The most common cause of cervical myelopathy is the compression of the cervical bone marrow by any reason, such as a cervical disc herniation or a spinal canal stenosis that is usually caused by osteophytes formation and more rarely by the ossification of the posterior longitudinal ligament (OPLL).
Regardless of the cause of cervical myelopathy, its symptoms are always the same and depend on the extent of the bone marrow damage as well as the severity of myelopathy. Thus, in less severe cases of cervical myelopathy, patients complain about numbness in their hands and legs or the thorax that gradually worsen. In more severe cases of myelopathy, movement disorders occur (monoparesis, hemiparesis, or paraparesis), while in the most severe cases, mobility loss may be complete (monoplegia, hemiplegia, or paraplegia). Instability during walking can be manifested from the first stages of cervical myelopathy and is caused by the bone marrow nerve fibers’ compression (posterior funiculus) that transfer sensory signals relevant to balance and the limb’s position within a specific space (proprioception).

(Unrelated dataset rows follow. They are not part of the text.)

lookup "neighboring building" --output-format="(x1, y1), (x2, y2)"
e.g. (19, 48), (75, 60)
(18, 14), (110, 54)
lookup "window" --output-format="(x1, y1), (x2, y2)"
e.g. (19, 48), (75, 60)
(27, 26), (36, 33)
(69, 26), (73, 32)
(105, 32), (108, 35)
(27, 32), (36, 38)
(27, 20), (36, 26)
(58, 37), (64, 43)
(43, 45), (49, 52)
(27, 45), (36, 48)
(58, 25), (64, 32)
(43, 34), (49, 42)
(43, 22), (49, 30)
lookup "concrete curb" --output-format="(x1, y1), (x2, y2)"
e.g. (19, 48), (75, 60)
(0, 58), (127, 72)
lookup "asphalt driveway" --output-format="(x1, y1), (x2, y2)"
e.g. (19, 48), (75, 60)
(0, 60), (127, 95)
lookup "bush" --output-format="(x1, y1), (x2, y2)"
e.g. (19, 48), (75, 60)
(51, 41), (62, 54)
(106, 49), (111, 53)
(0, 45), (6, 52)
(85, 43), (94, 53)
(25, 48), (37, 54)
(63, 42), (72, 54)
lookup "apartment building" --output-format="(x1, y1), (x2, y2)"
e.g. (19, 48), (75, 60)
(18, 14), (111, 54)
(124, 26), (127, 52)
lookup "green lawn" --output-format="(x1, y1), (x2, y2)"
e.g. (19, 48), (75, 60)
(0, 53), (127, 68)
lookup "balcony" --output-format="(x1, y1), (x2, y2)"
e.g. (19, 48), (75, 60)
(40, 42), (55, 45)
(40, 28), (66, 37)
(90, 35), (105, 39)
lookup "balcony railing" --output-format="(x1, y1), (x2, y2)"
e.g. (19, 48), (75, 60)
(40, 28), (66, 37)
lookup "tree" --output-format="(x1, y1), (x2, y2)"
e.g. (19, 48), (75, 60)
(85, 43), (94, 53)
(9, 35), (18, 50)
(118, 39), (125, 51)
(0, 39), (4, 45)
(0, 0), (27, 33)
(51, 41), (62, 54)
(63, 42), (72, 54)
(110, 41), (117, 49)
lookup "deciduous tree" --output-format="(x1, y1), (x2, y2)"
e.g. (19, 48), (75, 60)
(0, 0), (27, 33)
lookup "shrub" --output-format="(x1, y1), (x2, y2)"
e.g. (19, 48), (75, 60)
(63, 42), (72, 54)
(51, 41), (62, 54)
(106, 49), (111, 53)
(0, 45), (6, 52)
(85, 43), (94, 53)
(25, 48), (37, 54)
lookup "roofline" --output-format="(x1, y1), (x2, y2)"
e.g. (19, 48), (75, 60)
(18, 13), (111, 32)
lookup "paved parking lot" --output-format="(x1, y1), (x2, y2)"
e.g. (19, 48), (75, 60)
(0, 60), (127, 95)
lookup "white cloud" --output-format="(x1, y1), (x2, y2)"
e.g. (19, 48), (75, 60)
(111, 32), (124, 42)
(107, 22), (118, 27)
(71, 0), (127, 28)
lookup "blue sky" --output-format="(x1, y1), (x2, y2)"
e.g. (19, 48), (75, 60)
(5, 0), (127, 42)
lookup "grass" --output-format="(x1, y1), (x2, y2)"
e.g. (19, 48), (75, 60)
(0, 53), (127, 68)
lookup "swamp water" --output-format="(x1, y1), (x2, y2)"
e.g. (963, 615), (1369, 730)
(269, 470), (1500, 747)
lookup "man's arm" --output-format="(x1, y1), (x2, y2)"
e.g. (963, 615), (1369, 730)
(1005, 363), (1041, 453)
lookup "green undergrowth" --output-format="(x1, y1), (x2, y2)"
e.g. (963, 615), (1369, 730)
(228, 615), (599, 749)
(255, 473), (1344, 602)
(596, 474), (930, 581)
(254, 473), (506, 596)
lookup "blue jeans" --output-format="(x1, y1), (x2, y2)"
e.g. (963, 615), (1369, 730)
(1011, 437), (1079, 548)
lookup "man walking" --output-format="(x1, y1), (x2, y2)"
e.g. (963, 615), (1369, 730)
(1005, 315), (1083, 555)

Finally, in the most extreme cases, cervical myelopathy symptoms include bladder or bowel incontinence and erectile dysfunction. Pain is not a common symptom of cervical myelopathy but it always accompanies cervical radiculopathy where compression affects both the cervical bone marrow and some cervical nerve root.
Cervical myelopathy is usually diagnosed clinically by the neurologist or the neurosurgeon and is confirmed by a cervical MRI scan. Symptoms of cervical myelopathy are typical, such as the white intramedullary sign that shows the cervical bone marrow damage. With an MRI scan, we also identify the cause of the bone marrow compression, which is usually the treatment goal since the intramedullary damage cannot be reversed either with drugs or with a surgery.
For this reason, immediate surgical decompression of the cervical bone marrow should take place as this is the only way to prevent the progress of cervical myelopathy. The most important decompression techniques of the cervical bone marrow are applied either with anterior or posterior access. The first technique of the surgical treatment is chosen when movement disorders are more prevalent and this technique consists of cervical discectomy to one or multiple levels and spinal fusion with the use of materials (a fusion cage made of PEEK with or without a titanium plate) and bone implant. Posterior access is chosen when sensory symptoms are prevalent accompanied by instability during walking and it consists of laminectomy to one or multiple levels with or without spinal fusion with screws and titanium bars.
Unfortunately, pharmacotherapy can only help cervical myelopathy treatment in the improvement of the symptom’s severity (for example, baclofen improves spastic paraparesis). Physical therapy also helps but the results are extraordinary only after the surgical decompression of the cervical bone marrow, especially where there are movement disorders.